Le scalp d'un homme déraisonnablement accroché au pouvoir, après l'avoir démocratiquement conquis en 2010 et avoir brisé tous les rêves démocratiques qu'il avait pu faire miroiter à son peuple, après des décennies de tyrannies successives dont la plus sinistre fut celle de Sékou Touré. Dictature originelle d'un Etat permanent de totalitarisme et de souffrances qu'Alpha Condé avait sacerdoce et mandat d'arrêter.
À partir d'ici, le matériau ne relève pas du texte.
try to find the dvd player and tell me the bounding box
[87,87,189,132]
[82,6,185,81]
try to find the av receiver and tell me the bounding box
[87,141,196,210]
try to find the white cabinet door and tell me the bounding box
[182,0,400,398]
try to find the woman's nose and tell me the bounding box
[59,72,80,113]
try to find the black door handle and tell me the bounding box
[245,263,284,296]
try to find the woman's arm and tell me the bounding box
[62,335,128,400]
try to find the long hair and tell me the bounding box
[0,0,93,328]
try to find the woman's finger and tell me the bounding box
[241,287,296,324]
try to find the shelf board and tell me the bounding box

Mais le 18 octobre 2020, après avoir échoué sur tous les registres, il annonçait sa candidature pour un troisième mandat et se faisait proclamer président le 7 novembre au milieu de tensions et d'émeutes qui allaient faire des dizaines de morts. Pas les premiers. Les onze années de pouvoir de cet homme que l'on dit obstiné, cassant, arrogant, colérique et volontiers violent, aura été émaillé de nombreux morts, de tortures et d'exactions en tout genre.

Alpha Condé aura, par ailleurs, aggravé le scandale géologique de ce pays pourvu de richesses minières et hydrologiques considérables, mais dont la moitié de la population vit avec moins d'un euro par jour...
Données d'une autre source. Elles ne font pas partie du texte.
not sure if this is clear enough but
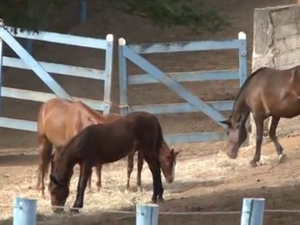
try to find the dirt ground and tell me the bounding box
[1,0,300,224]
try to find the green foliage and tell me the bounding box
[0,0,229,34]
[124,0,229,33]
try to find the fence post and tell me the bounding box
[0,19,4,116]
[238,31,247,88]
[240,198,265,225]
[79,0,87,22]
[118,38,130,116]
[136,203,159,225]
[25,39,32,54]
[13,197,37,225]
[103,34,113,114]
[238,31,249,147]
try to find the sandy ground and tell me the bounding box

S'accrochant au pouvoir en dehors de tout bon sens, Alpha Condé en était arrivé à ne voir son pouvoir qu'à travers le prisme de ses illusions. Il est bien connu qu'à travers les fenêtres des tours d'ivoire, l'on ne voit qu'un monde déformé. Le tyran guinéen, ivre d'échecs jusqu'à la fatuité, se sera habitué à ces déformations jusqu'à ce qu'hier matin, des rafales de kalachnikovs le ramènent à la réalité.
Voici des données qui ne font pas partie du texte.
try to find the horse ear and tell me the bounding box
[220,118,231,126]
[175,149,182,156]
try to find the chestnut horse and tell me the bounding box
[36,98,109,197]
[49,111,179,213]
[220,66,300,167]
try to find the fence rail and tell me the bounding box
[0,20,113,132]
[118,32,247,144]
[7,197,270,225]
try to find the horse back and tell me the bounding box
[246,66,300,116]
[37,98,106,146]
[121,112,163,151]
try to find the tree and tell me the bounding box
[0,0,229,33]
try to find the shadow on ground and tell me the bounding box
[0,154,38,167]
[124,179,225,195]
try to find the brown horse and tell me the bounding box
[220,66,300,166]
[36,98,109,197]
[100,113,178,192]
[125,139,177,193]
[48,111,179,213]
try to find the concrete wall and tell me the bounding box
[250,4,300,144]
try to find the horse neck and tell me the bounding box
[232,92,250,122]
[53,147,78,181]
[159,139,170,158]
Et l'on attribue les raisons de ce coup de force aux conséquences de la mise à l'écart du commandant des forces spéciales qui n'était nul autre que le nouvel homme fort autoproclamé du pays. Mais cette mise à l'écart n'est que l'épiphénomène d'une situation de ras-le-bol ; le déclic militaire d'un contexte politique tendu qui confinait à l'impasse.

Il fallait en sortir. Les condamnations qui fusent, depuis hier, de toutes les institutions internationales et qui en appellent à une libération immédiate du président Condé, font cependant, hormis la CEDEAO qui n'inspire plus ni respect ni crédibilité, l'économie d'un appel au "retour à l'ordre constitutionnel " comme elles le firent pour Ibrahim Babacar Keita (moins antipathique) au Mali, il y a quelques mois. Ce n'est pas anodin. Même la communauté internationale avait fini par se lasser de ce bouffon obtus et sanglant qui incarnait l'antithèse du modèle démocratique auquel aspire une Afrique intégrée aux paradigmes de gouvernance moderne et ouverte.

Les scènes de liesse qui ont suivi la chute de Condé sont révélatrices de la satisfaction générale qu'elle procure. Ce n'était pas le schéma idéal de libération de ce pays, car il conforte l'idée d'une Afrique toujours malade ; il souligne la vérité d'un pays qui a encore du chemin à faire pour s'affranchir d'un destin douloureux.

Mais il met un terme à l'opprobre que ce pouvoir ubuesque jetait sur tout un peuple et ce n'est pas le moindre de ses mérites.